Terá a Índia decidido que ainda precisa de manter a autonomia estratégica, mesmo que tenha sérias diferenças com a China nas suas fronteiras setentrionais e, portanto, se tenha afastado do Quad como uma OTAN asiática? Ou será que os próprios Estados Unidos desvalorizaram o Quad agora que a Austrália aderiu ao seu jogo geoestratégico de conter a China?
AUKUS

O primeiro-ministro australiano, Scott Morrison, em vídeo com o presidente dos EUA, Joe Biden, durante o anúncio do pacto AUKUS em 15 de setembro. (clipe C-Span)
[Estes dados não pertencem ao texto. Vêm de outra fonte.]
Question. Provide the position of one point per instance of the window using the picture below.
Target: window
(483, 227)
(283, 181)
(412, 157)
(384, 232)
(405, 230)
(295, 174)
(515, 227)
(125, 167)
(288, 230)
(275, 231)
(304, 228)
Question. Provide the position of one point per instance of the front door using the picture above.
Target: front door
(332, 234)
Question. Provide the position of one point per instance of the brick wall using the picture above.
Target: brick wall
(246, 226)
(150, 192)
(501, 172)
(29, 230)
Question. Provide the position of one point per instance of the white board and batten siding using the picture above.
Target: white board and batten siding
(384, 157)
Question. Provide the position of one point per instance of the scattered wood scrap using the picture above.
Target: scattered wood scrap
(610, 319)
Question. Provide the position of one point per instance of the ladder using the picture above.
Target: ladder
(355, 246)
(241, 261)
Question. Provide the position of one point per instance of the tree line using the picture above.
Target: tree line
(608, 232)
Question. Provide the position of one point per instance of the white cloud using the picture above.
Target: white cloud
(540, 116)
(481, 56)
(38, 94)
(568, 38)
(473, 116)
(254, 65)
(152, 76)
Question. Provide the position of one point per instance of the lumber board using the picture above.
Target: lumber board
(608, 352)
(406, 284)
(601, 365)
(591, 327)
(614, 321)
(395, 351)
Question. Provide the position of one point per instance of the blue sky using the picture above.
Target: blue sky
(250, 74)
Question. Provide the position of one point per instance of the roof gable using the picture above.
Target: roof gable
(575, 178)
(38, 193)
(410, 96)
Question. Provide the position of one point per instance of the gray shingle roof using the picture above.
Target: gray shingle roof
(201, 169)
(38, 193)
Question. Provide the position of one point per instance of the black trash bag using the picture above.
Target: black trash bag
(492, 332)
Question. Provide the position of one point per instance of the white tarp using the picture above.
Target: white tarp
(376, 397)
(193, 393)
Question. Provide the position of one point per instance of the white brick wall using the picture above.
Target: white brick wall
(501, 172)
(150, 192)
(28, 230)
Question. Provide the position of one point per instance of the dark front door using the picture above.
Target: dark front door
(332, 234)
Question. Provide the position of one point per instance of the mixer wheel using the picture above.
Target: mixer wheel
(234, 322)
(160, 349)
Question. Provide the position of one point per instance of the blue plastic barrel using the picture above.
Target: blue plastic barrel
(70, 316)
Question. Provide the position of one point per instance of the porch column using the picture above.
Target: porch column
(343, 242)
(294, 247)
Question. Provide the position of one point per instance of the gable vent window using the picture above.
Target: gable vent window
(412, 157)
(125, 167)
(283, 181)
Antes da reunião do Quad em Washington, os Estados Unidos e o Reino Unido assinaram um acordo com a Austrália para fornecer oito submarinos nucleares – o Acordo AUKUS.
Anteriormente, os Estados Unidos transferiram tecnologia de submarinos nucleares para o Reino Unido e podem ter aqui algum papel de subcontratação. Os submarinos nucleares, ao contrário dos submarinos movidos a diesel, não se destinam a fins defensivos. Eles são para projeção de força longe de casa. A sua capacidade de percorrer grandes distâncias e permanecer submersos por longos períodos torna-os armas de ataque eficazes contra outros países.
O acordo AUKUS significa que a Austrália é cancelando seu contrato anterior com a França para abastecer 12 submarinos movidos a diesel. Os franceses estão furiosos por eles, um dos pilares da OTAN, terem sido tratados desta forma sem qualquer consulta por parte dos Estados Unidos ou da Austrália sobre o cancelamento.
A administração dos EUA seguiu-o com “divulgações discretas” aos meios de comunicação social e aos grupos de reflexão dos EUA de que o acordo para fornecer submarinos nucleares também inclui o fornecimento de bases navais e aéreas aos Estados Unidos pela Austrália. Por outras palavras, a Austrália está a juntar-se aos Estados Unidos e ao Reino Unido numa aliança militar no “Indo-Pacífico”.
Anteriormente, o Presidente francês Emmanuel Macron tinha estado totalmente de acordo com a política dos EUA de conter a China e participou em exercícios de Liberdade de Navegação no Mar do Sul da China.
A França tinha mesmo oferecido a sua Colônias das Ilhas do Pacífico - e sim, A França ainda tem colônias - e sua marinha para o projeto dos EUA de contendo a China no Indo-Pacífico.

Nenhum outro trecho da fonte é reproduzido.